Industry: Ridesharing

Data Growth Rate: ~30TB per day

Authors: Chengjie Ding and Ming Hu (Infrastructure Platform Engineers at Mobike)

Mobike is the world’s first and largest dockless bike-sharing provider, serving over 200 million users in 200 cities across the world, operating over 9 million smart bikes. It’s an affordable and convenient way of transportation for short urban trips, with a patented bike design with a smart lock system and a mobile app. We handle more than 30 million rides for our users every single day.

The system behind the Mobike app collects over 30 TB of data daily from bikes equipped with GPS and IoT connected devices. The unprecedented growth in data volume and concurrency pose immense challenges on our backend system, especially our database. Thanks to TiDB, a distributed hybrid transactional and analytical processing (HTAP) database built by the PingCAP team, not only are we equipped with a solution that can elastically scale out horizontally, but we are also empowered to obtain insights from “fresh” data to support real-time decision-making. The vibrant TiDB open-source community also allows us to deploy and operate around the world without vendor lock-in. Now, we can easily support the rapid growth in our business and data without worrying about infrastructure.

We have been using TiDB in our production environment since early 2017. Now we have deployed TiDB in multiple clusters with close to 100 nodes, handling dozens of TBs of data for different application scenarios. This post will provide a deep dive on why we chose TiDB over MySQL and its sharding solutions by illustrating how TiDB solves our pain points.

Why TiDB?

Before we chose TiDB, we carefully evaluated MySQL and its sharding solutions. As a fast-growing startup looking to scale quickly, we found MySQL sharding solutions undesirable for the following reasons:

  • Standalone MySQL required us to archive data frequently. When the data size outgrew the capacity of a standalone MySQL, we had to shard the database and tables using middleware solutions, which was difficult to manage;
  • Based on our previous experience with sharding, huge volumes of data often lead to a hung database, because it required frequent table structure updates to perform Data Definition Language (DDL) operations. This situation would negatively affect our application’s usability and even cause data inconsistency. In addition, we want the application logic to be upgraded more conveniently, despite of the service volume outburst and the changing service requirement, which cannot be done with sharding;
  • If we went with the sharding solution, when it’s time to shard the database, we had to stop the on-going business, refactored the application code, and then migrated the data. What made things worse, we must carefully and manually specify the sharding key because it controls how the data should be distributed across the shards and changing an existing sharding key could cause serious problems. Not to mention that sharding does not support cross-shard distributed transactions, or no guarantee of the strong consistency of transactions.

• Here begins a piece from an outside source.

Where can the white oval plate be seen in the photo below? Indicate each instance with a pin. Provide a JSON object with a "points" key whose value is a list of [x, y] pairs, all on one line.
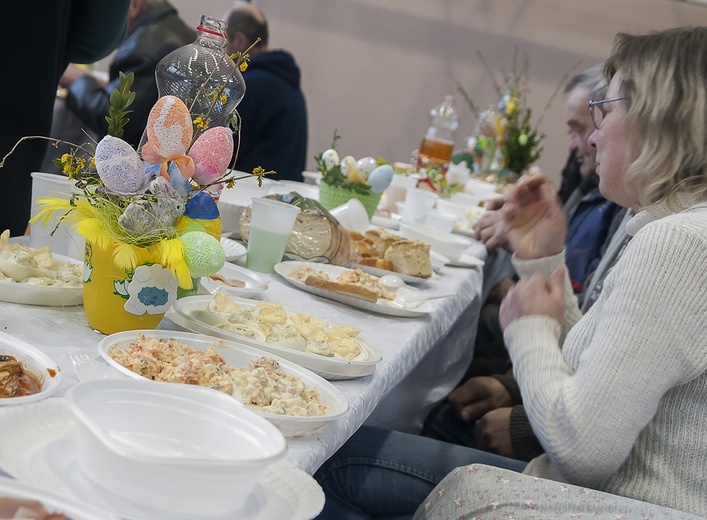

A new solution must be found to meet the following requirements:

  • Online DDL: New services keep emerging, which brings constant DDL changes. We need to be able to add new columns and indices without database downtime.
  • Elastic scalability: We need to cope with the rapid data growth and the temporary traffic surge brought by on-demand marketing campaigns by increasing the capacity at the peak time and decrease it when the campaigns are over.
  • Support frequent correlated query and temporary query demands from the operational teams.

Thankfully, TiDB more than fits the bill.

Brief Overview of TiDB

TiDB has the following core features:

  • Compatibility with the MySQL protocol;
  • Horizontal scalability;
  • Distributed ACID transactions across multiple data centers;
  • Strong consistency guarantees;
  • Automatic failover and high availability.

Inside the TiDB project, there are several components:

  1. TiDB cluster consists of stateless TiDB instances and serves as a stateless SQL layer that processes users’ SQL queries, accesses data in the storage layer, and returns corresponding results.
  2. TiKV cluster, composed of TiKV instances, is the distributed transactional Key-Value storage where the data resides. Regardless of whether the data comes, it is stored in TiKV eventually. It uses the Raft protocol for replication to ensure data consistency and disaster recovery.
  3. TiSpark sits right on top of TiKV to support both our data scientists for real-time analysis or for offline daily analysis in the existing Hadoop system.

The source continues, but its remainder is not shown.